Na semana que vem, o diretor-geral da ANP (Agência Nacional
do Petróleo), David Zylbersztajn,
47, irá definir com o presidente
Fernando Henrique Cardoso, seu
ex-sogro, até quando irá permanecer no cargo. Ele irá deixar o
cargo provavelmente em novembro, depois de um período de férias. Ele não tem planos para o futuro. Só garante que não pretende
disputar eleições, apesar dos convites que tem recebido.
Um dos mentores do plano de
racionamento, Zylbersztajn considerou que a possibilidade de o
governo não pagar o bônus pode
frustrar a sociedade. Para ele, o
plano tem um componente sociológico importante. "E o presidente é um sociólogo." Ele se recusou
a falar sobre vida pessoal. E garantiu que voltará à vida pública.
Nesta entrevista, Zylbersztajn
fala dos maiores problemas que
enfrentou nos seus três anos e
meio à frente da ANP. Ele diz, por
exemplo, que sofreu ameaças de
morte, pressões de políticos para
manter o subsídio do álcool e revela que o relatório feito pela ANP
em conjunto com a Marinha sobre o afundamento da plataforma
P-36 sofreu mudanças antes de
ser divulgado. A seguir, os principais trechos da entrevista.
Folha - O sr. acha justo o governo
não pagar o bônus a quem poupar
mais que a meta de consumo?
David Zylbersztajn - Não houve
propriamente um descumprimento das regras por parte do governo. O bônus dependia da arrecadação da sobretaxa e não houve
caixa para isso. Não resta dúvida
de que isso criou uma frustração
enorme para a sociedade. Esse era
o espírito que, desde o início, norteou o plano de racionamento. O
de premiar quem economizar
energia e punir aquele que não
economizar. O plano também
trata do imaginário da sociedade.
Esse programa tem uma vertente
sociológica importante e isso não
pode ser desprezado. E o presidente é um sociólogo.
Folha - De quem é a culpa do racionamento?
Zylbersztajn - Dos órgãos do setor energético de maneira geral.
Folha - Do Ministério de Minas e
Energia?
Zylbersztajn - De todo mundo.
Folha - Do senhor, por exemplo?
Zylbersztajn - Eu não. Felizmente não tenho nada a ver com isso.

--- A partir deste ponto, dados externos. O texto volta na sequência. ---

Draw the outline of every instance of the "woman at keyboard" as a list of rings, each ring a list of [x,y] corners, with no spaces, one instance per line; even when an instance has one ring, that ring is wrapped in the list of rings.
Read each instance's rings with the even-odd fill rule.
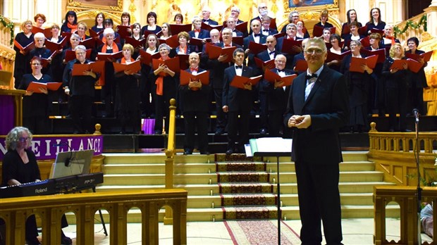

Não estou tirando o corpo fora.
Pelo contrário, eu botei o corpo
dentro e até me sujeitei a apanhar
por causa disso.
Folha - De quem é a culpa, então?
Zylbersztajn - Da Aneel, do ONS,
do Ministério de Minas e Energia.
Faltou integração dessas áreas e
houve erro de previsão. Houve
uma certa confiança na possibilidade de chuva e ela não ocorreu.
Folha - Apesar de todos os erros,
o plano foi bem-sucedido?
Zylbersztajn - Em primeiro lugar, a sociedade está vendo resultado. O Brasil cresceu com essa
crise. Uma crise dessa dimensão
muda a cabeça das pessoas, muda
os hábitos. É claro que as concessionárias não gostam dessa conversa. Elas perdem faturamento.
O mais importante é que, quando
começam a chegar as primeiras
avaliações, se vê que, mesmo para
a indústria, o resultado não foi tão
dramático assim. Imaginava-se o
caos total.
Folha - É, mas a popularidade do
presidente despencou.
Zylbersztajn - Claro. Tudo o que
acontece de errado no governo, a
culpa, para a sociedade, é do presidente. Ele representa o governo,
mas ninguém tinha noção da profundidade do problema. Quando
ele disse que não sabia, o que
aconteceu é que havia rumores do
problema, mas não na gravidade
que se verificou.
Folha - Nesses três anos e meio de
ANP, qual foi seu maior problema?
A Petrobras?
Zylbersztajn - A Petrobras detinha um monopólio absoluto. Obviamente a maior afetada com a
criação da agência foi a Petrobras.
Folha - Como o sr. classifica essa
resistência?
Zylbersztajn - Na minha opinião, é corporativa. Essencialmente corporativa.
Folha - O sr. chegou a ter alguma
discussão ríspida...
Zylbersztajn - Diversas. Foram
muitas delas. O principal problema foi na área de gás. Não era
uma coisa do tipo "vamos arrebentar o monopólio". A gente não
fez nada em desacordo com a lei
ou que deliberadamente prejudicasse a Petrobras. Agora, não admitimos o privilégio.
Folha - Seria melhor se a Petrobras fosse privada?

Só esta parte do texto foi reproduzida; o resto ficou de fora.